Two-thirds of municipalities will hand back taxes in 2025
Of the 308 municipalities in Portugal, 200 will give up part or all of the 5% of the total personal income tax paid by taxpayers to the municipality.

What?
With municipal elections set to take place on September or October 2025, 200 municipalities across Portugal have decided to partially or fully return their IRS revenue to taxpayers, totaling approximately €558 million.
This figure, derived from government estimates in the 2025 State Budget and cross-referenced with data from the Tax and Customs Authority and local governments by Jornal de Negócios, represents a notable gesture.
Of these 200 municipalities, 43 have decided to fully refund the IRS revenue to their residents, foregoing the 5% share entirely (three more than in 2024). This includes cities such as Lisbon, Funchal, and Loulé.
On the other hand, 96 municipalities opted to keep the entirety of the IRS revenue, providing no discount to their residents. Examples include Bragança, Gondomar, Leiria, and Guimarães. However, this number is lower than last year, when 112 municipalities chose to do so.
Finally, 13 municipalities didn’t report their IRS participation rate to the Ministry of Finance by December 31 and will this be likely entitled to the full 5% share.
These municipalities include Arouca, Avis, Azambuja, Barreiro, Borba, Lajes do Pico, Moita, Ribeira de Pena, Silves, Viana do Castelo, Vila do Conde, Vila Nova de Paiva, and Vila Verde.

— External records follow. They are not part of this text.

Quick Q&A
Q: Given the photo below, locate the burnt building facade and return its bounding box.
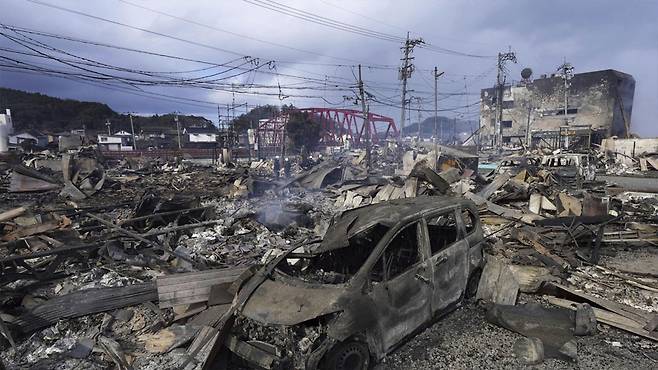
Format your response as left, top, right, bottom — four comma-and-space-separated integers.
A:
479, 69, 635, 147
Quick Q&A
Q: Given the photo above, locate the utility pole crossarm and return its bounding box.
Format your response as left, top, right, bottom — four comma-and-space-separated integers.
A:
494, 50, 516, 148
400, 32, 425, 140
359, 64, 371, 172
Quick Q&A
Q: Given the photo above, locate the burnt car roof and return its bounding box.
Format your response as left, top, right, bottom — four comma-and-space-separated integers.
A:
316, 196, 471, 252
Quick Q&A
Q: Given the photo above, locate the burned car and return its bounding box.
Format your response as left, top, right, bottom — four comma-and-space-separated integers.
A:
225, 197, 483, 369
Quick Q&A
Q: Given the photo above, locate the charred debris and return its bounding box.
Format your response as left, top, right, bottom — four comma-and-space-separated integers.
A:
0, 142, 658, 369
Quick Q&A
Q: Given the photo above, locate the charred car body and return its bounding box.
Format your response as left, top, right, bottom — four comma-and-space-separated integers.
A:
226, 197, 483, 369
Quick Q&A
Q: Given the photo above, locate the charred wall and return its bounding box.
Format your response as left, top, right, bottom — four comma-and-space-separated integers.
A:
480, 69, 635, 144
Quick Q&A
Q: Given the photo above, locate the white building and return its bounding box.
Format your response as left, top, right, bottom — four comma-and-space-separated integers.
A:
9, 131, 48, 147
183, 128, 217, 143
98, 134, 133, 152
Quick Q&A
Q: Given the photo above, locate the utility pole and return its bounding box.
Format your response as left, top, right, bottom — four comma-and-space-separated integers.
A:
359, 64, 371, 172
128, 113, 137, 150
525, 105, 532, 150
494, 50, 516, 148
434, 67, 444, 166
557, 59, 573, 148
174, 112, 183, 149
400, 32, 425, 142
224, 103, 231, 148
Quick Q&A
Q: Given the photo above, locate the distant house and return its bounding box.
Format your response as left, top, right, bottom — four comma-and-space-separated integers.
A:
9, 130, 48, 148
183, 127, 217, 143
98, 131, 133, 152
70, 127, 87, 137
114, 130, 132, 136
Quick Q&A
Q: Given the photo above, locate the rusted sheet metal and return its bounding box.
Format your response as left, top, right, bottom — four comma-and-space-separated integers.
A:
156, 267, 247, 308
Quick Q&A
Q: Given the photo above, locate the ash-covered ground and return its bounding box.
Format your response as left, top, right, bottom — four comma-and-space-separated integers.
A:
375, 303, 658, 370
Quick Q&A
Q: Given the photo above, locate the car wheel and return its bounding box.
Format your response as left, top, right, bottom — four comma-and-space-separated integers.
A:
322, 340, 370, 370
464, 269, 482, 299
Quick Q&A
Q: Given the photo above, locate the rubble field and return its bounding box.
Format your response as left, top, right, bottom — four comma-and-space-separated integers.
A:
0, 143, 658, 370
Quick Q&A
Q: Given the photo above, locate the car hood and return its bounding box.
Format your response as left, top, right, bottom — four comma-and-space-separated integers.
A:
242, 279, 347, 325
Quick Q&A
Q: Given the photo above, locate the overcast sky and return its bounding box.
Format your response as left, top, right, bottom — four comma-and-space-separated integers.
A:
0, 0, 658, 136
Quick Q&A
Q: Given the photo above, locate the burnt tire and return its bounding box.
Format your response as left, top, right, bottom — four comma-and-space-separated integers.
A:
321, 340, 370, 370
464, 269, 482, 300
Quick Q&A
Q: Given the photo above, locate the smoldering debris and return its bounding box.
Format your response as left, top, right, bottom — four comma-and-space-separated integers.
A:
0, 139, 658, 369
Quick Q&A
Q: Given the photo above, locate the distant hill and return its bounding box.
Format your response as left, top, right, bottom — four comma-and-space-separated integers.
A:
0, 88, 214, 133
402, 116, 479, 140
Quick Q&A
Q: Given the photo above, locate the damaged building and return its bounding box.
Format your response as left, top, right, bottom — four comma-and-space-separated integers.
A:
480, 69, 635, 148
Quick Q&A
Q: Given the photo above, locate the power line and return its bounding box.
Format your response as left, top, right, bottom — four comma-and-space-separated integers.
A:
117, 0, 382, 63
243, 0, 495, 58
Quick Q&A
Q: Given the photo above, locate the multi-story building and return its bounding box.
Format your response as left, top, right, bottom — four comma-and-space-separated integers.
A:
479, 69, 635, 146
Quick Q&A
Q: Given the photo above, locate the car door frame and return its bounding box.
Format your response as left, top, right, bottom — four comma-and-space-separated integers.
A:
423, 205, 470, 316
363, 216, 433, 353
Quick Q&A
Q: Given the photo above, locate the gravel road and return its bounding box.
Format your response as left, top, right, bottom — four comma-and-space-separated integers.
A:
375, 304, 658, 370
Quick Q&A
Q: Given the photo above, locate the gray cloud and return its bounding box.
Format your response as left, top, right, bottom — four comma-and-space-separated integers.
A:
0, 0, 658, 136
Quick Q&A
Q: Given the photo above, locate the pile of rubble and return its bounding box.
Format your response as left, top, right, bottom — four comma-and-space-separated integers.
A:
0, 140, 658, 369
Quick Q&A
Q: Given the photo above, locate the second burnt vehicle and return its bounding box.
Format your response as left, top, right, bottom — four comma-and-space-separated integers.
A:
225, 197, 483, 370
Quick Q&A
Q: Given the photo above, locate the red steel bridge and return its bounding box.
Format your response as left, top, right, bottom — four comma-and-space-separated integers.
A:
256, 108, 399, 149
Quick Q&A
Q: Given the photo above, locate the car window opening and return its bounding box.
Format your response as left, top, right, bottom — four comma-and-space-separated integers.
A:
427, 211, 456, 255
370, 223, 420, 282
277, 224, 389, 284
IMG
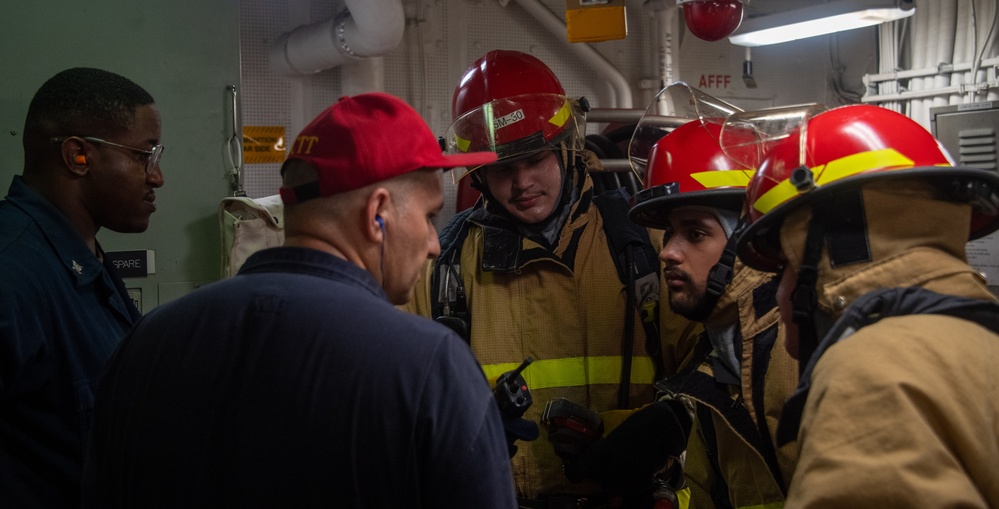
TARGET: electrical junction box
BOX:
[565,0,628,42]
[930,102,999,295]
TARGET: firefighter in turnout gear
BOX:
[409,50,697,507]
[738,105,999,508]
[564,82,798,508]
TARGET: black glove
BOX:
[500,412,540,458]
[565,400,691,496]
[541,398,604,464]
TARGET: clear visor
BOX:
[444,94,586,182]
[628,81,742,185]
[720,104,827,169]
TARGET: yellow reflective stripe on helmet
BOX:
[753,148,915,214]
[454,136,472,152]
[813,148,915,186]
[482,356,655,389]
[548,101,572,127]
[690,170,753,189]
[676,486,690,509]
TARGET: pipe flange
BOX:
[333,10,361,58]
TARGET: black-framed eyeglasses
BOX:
[52,136,163,173]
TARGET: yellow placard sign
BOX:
[243,125,288,163]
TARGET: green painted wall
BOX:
[0,0,240,312]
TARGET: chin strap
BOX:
[687,217,748,322]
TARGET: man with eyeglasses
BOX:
[0,68,163,508]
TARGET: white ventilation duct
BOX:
[269,0,406,76]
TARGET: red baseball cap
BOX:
[280,92,496,204]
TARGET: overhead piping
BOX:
[269,0,406,76]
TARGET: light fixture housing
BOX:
[728,0,916,47]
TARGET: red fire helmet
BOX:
[444,50,585,178]
[738,101,999,271]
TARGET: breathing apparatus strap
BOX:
[791,207,825,374]
[593,187,663,408]
[706,216,748,302]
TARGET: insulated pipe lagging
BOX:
[269,0,406,76]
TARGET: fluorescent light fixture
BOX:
[728,0,916,46]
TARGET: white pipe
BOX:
[269,0,406,76]
[642,0,680,89]
[514,0,632,108]
[861,79,999,102]
[927,0,957,108]
[947,2,973,104]
[864,56,999,83]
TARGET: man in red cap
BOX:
[86,93,516,508]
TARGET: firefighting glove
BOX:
[500,412,540,458]
[541,398,604,464]
[565,400,691,496]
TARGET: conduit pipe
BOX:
[514,0,633,108]
[269,0,406,76]
[642,0,679,92]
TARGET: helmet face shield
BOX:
[719,104,826,173]
[444,94,586,181]
[628,81,742,182]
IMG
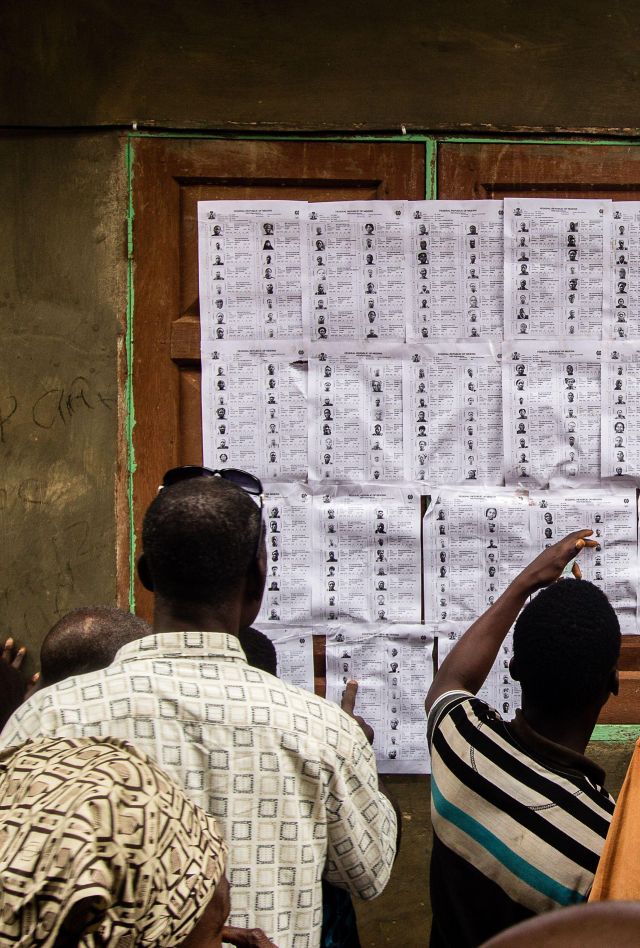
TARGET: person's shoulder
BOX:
[427,690,502,747]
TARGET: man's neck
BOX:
[153,596,241,636]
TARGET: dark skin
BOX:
[425,530,618,754]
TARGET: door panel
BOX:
[438,142,640,724]
[438,142,640,201]
[129,138,425,617]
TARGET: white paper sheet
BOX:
[202,341,307,481]
[504,198,611,340]
[601,340,640,485]
[255,621,314,692]
[198,201,309,340]
[402,340,503,485]
[313,485,421,624]
[309,343,405,481]
[502,339,602,487]
[529,487,638,635]
[603,201,640,339]
[407,201,503,340]
[438,625,522,721]
[423,487,532,623]
[327,624,433,773]
[258,483,312,634]
[307,201,407,341]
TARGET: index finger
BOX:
[340,679,358,714]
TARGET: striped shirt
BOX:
[427,691,614,948]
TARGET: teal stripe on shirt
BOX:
[431,775,586,905]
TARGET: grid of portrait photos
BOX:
[198,198,640,772]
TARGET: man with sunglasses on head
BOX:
[0,468,397,948]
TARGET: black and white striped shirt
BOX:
[427,691,614,948]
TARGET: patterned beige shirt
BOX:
[0,632,396,948]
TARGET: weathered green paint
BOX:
[424,138,438,201]
[591,724,640,744]
[125,140,136,612]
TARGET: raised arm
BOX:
[425,530,596,714]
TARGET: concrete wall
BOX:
[0,0,640,948]
[0,0,640,132]
[0,133,126,668]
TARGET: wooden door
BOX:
[438,142,640,724]
[129,138,425,618]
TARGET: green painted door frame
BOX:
[124,130,640,743]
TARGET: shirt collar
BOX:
[507,708,606,789]
[114,630,247,662]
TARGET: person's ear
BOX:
[138,553,153,592]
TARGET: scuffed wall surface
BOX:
[0,0,640,132]
[0,133,126,668]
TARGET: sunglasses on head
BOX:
[158,464,264,559]
[160,464,264,506]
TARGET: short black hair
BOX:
[513,579,621,711]
[142,477,261,604]
[40,606,152,688]
[238,626,278,676]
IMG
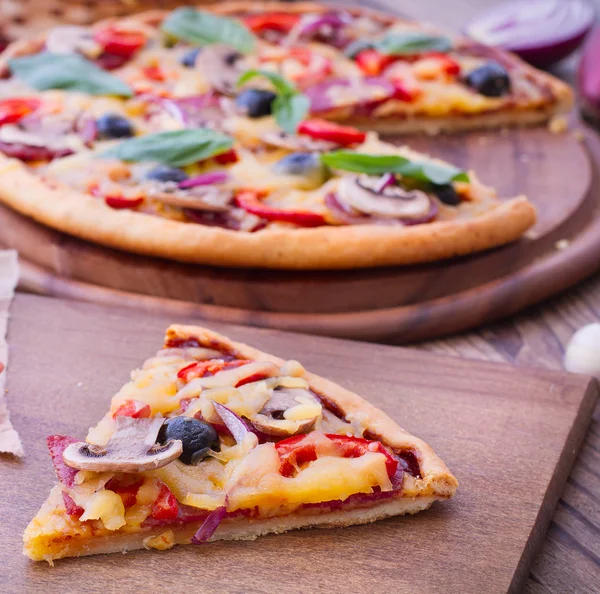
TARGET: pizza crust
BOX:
[165,324,458,497]
[0,156,536,270]
[23,486,443,563]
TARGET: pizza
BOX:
[0,3,544,269]
[24,326,458,563]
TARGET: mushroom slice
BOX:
[63,416,183,473]
[46,25,102,58]
[261,132,338,152]
[196,43,247,95]
[148,187,233,212]
[250,388,322,437]
[337,175,432,220]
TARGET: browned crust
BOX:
[23,486,441,562]
[0,156,536,270]
[165,325,458,497]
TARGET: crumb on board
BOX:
[548,115,569,134]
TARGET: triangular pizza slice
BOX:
[24,326,458,562]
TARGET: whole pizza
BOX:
[0,2,572,269]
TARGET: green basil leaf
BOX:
[344,39,375,59]
[273,93,310,134]
[238,70,310,134]
[237,69,298,95]
[99,128,233,167]
[8,52,133,97]
[373,31,452,56]
[162,6,256,54]
[321,150,469,185]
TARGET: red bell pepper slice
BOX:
[275,433,398,478]
[0,97,42,126]
[177,359,250,383]
[235,190,327,227]
[104,196,144,210]
[244,12,300,33]
[212,149,240,165]
[354,49,398,76]
[113,400,152,419]
[94,27,146,58]
[150,483,179,521]
[298,119,367,146]
[142,64,165,82]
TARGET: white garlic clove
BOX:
[564,324,600,379]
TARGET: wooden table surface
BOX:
[360,0,600,594]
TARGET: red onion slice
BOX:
[213,401,252,443]
[298,11,352,38]
[191,505,227,544]
[465,0,595,67]
[577,28,600,119]
[178,171,229,190]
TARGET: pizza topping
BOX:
[298,119,367,146]
[0,97,42,126]
[113,400,152,419]
[8,52,133,97]
[158,417,221,464]
[179,47,202,68]
[62,415,183,472]
[338,175,432,220]
[46,25,102,58]
[162,7,256,54]
[145,165,188,184]
[432,184,461,206]
[94,26,147,59]
[213,401,252,444]
[96,113,134,138]
[242,12,300,33]
[235,190,327,227]
[99,128,233,167]
[250,387,322,437]
[465,61,511,97]
[197,44,247,95]
[273,152,327,187]
[235,89,277,118]
[261,132,337,153]
[305,76,397,113]
[275,434,398,478]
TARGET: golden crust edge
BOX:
[0,156,536,270]
[165,324,458,497]
[23,486,443,563]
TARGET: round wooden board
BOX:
[0,126,600,343]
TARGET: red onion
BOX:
[466,0,595,67]
[298,11,352,38]
[178,171,229,190]
[191,505,227,544]
[577,28,600,119]
[304,76,396,113]
[213,401,252,443]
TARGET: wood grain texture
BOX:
[0,295,597,594]
[7,129,600,344]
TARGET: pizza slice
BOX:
[24,326,458,563]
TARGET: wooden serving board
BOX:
[0,122,600,343]
[0,295,598,594]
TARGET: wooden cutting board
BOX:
[0,294,598,594]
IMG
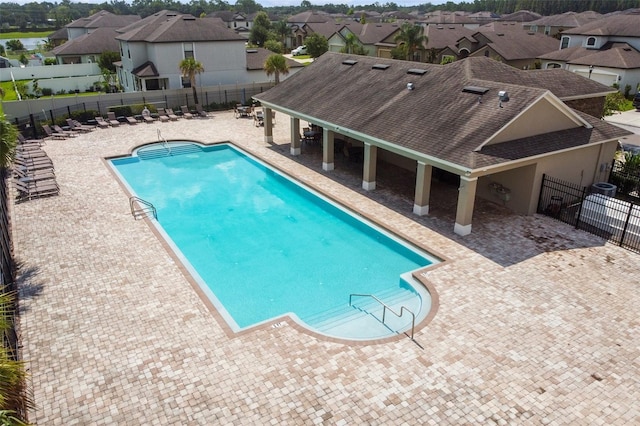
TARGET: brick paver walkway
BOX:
[12,113,640,425]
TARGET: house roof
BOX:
[51,27,120,56]
[116,10,246,43]
[527,11,603,28]
[255,52,628,170]
[498,10,542,22]
[424,24,477,52]
[131,61,160,78]
[247,47,304,70]
[464,30,558,61]
[540,43,640,69]
[65,10,140,28]
[562,14,640,37]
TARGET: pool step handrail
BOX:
[129,197,158,220]
[349,293,416,340]
[156,129,171,155]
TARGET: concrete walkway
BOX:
[11,112,640,425]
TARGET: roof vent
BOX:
[462,86,489,95]
[407,68,427,75]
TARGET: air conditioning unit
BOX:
[591,182,618,197]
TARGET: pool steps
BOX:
[137,142,202,160]
[305,288,422,340]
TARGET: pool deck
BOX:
[11,112,640,425]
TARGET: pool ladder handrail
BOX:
[156,129,171,155]
[129,197,158,220]
[349,293,416,340]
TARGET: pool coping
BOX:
[101,139,448,346]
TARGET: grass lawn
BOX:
[0,30,53,40]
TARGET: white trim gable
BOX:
[474,91,592,152]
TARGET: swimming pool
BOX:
[110,142,438,339]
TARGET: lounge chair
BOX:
[158,108,169,123]
[180,105,193,119]
[165,108,180,121]
[107,111,120,127]
[196,104,208,118]
[95,115,109,129]
[14,179,60,202]
[53,124,78,138]
[67,118,96,133]
[18,133,45,147]
[42,124,67,139]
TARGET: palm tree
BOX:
[394,22,429,61]
[0,114,18,171]
[180,58,204,105]
[263,55,289,84]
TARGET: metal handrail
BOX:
[156,129,171,155]
[129,197,158,220]
[349,293,416,340]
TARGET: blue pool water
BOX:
[111,144,437,337]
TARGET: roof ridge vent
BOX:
[462,86,489,95]
[407,68,427,75]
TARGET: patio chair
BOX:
[67,118,95,133]
[158,108,169,123]
[180,105,193,119]
[53,124,78,138]
[107,111,120,127]
[165,108,180,121]
[95,115,109,129]
[42,124,67,139]
[196,104,208,118]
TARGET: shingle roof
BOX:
[51,28,120,56]
[527,11,603,28]
[562,14,640,37]
[117,10,246,43]
[255,52,628,168]
[468,30,558,61]
[540,43,640,69]
[247,48,304,70]
[66,10,140,28]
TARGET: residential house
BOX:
[456,30,558,69]
[539,11,640,94]
[524,10,602,37]
[51,10,140,64]
[247,48,304,82]
[116,10,248,91]
[255,52,629,235]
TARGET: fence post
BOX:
[576,186,587,229]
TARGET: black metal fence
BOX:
[12,83,272,138]
[538,175,640,253]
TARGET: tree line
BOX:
[0,0,638,31]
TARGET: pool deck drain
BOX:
[11,112,640,425]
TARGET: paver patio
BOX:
[12,112,640,425]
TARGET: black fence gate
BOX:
[538,175,640,253]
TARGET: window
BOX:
[183,43,194,59]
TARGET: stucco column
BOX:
[322,128,335,170]
[413,161,433,216]
[362,142,378,191]
[264,108,273,143]
[291,117,302,155]
[453,176,478,236]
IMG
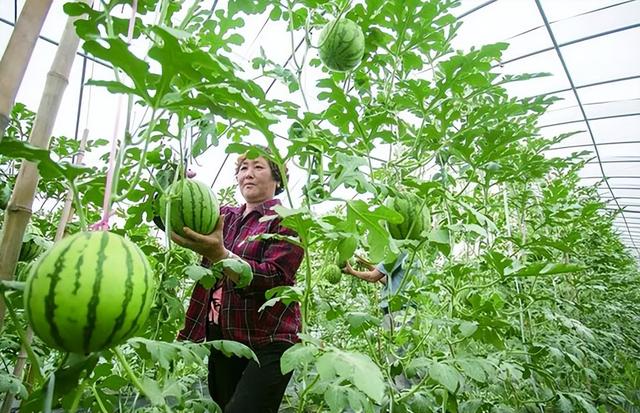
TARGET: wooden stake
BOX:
[0,0,53,141]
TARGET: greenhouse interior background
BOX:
[0,0,640,257]
[0,0,640,413]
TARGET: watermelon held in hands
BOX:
[319,18,364,72]
[24,231,156,354]
[160,179,220,237]
[222,258,253,288]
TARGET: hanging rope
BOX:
[90,0,138,231]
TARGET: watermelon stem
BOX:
[0,293,44,381]
[112,346,171,411]
[42,372,56,413]
[69,377,87,413]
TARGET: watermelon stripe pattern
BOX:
[387,192,431,241]
[24,231,156,354]
[160,179,220,237]
[319,18,364,72]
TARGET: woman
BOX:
[171,150,303,413]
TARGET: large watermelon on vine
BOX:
[24,231,156,354]
[322,264,342,284]
[160,179,220,236]
[319,18,364,72]
[386,192,431,240]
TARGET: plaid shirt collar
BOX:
[235,198,282,216]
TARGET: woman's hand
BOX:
[171,215,229,262]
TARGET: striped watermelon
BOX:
[24,231,156,354]
[160,179,220,236]
[319,18,364,72]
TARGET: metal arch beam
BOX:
[547,141,640,151]
[538,112,640,129]
[533,75,640,97]
[497,22,640,66]
[535,0,640,255]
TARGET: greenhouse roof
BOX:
[454,0,640,258]
[0,0,640,254]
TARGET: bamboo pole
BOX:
[0,129,89,413]
[0,0,53,141]
[0,0,90,331]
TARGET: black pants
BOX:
[207,325,292,413]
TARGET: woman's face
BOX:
[236,157,278,204]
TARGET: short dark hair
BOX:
[236,145,289,195]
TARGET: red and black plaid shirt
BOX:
[178,199,303,347]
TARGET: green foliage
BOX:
[0,0,640,412]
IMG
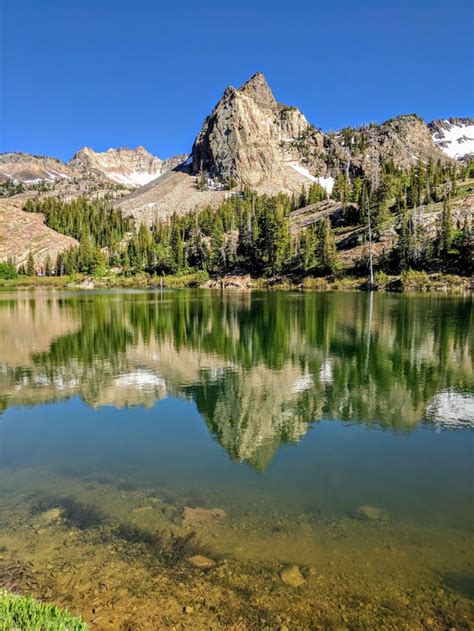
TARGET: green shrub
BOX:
[374,271,390,287]
[0,590,88,631]
[0,261,18,280]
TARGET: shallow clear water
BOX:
[0,290,474,629]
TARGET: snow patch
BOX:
[290,162,334,195]
[425,390,474,429]
[291,373,313,393]
[106,171,162,186]
[433,121,474,158]
[115,370,166,388]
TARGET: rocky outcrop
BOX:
[0,199,79,272]
[192,73,447,192]
[192,73,327,190]
[428,118,474,160]
[69,147,187,187]
[0,153,72,184]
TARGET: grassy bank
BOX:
[0,590,88,631]
[0,270,474,292]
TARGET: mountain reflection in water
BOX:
[0,290,474,470]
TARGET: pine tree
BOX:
[316,218,337,273]
[26,250,36,276]
[438,195,454,258]
[44,254,52,276]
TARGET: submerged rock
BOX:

A detailed list can also be found here.
Examples of Full Returns and Reductions
Some notable examples include Lisbon, which will return the full 5%, amounting to an estimated €86 million. Other municipalities like Funchal, Loulé, Arganil, and Lagos have also committed to full returns.
In contrast, Porto has reduced its retained IRS share from 3.5% to 3%, while Sintra, which previously retained its full IRS allocation, will now return 1%. Amadora has reduced its retention rate from 3.8% to 3.5%.
99 municipalities have chosen not to return any portion of their IRS revenue, opting to allocate the funds elsewhere. Among these are Coimbra, Fundão, Leiria, Seixal, and Guimarães.
Additionally, 249 municipalities have made no changes to their IRS policies compared to 2024.
How Can I Claim This Right?
Since this is a municipal benefit, the discount is applied automatically by the Tax Authority (AT).
The only thing you need to do to take advantage of it (if applicable in your municipality) is to submit your IRS return within the legally established deadlines. The amount will then be automatically refunded to you in the form of a discount on your IRS.
Later, when you receive your IRS assessment notice, you can check the “Municipal Benefit” field to confirm whether the tax amount has indeed been refunded by your municipality.
Broader Context
The Government’s estimates indicate that the total IRS allocation to municipalities in 2025 is expected to reach €762 million, of which €558 million will be returned to taxpayers.
This widespread return of funds comes amidst increasing scrutiny of public spending and as municipalities position themselves ahead of the upcoming elections.
This trend reflects a growing emphasis on taxpayer relief, with many municipalities leveraging IRS returns to signal responsiveness to public concerns in an election year.
I'm sorry, but I'm unfamiliar with this concept. Are you saying that all the citizens in some municipalities pay municipal taxes and then might get a full refund on those taxes? Is this because the municipality doesn't need the revenue to pay for services and municipal workers? If so, why would the municipality levy the taxes in the first place? I'm confused.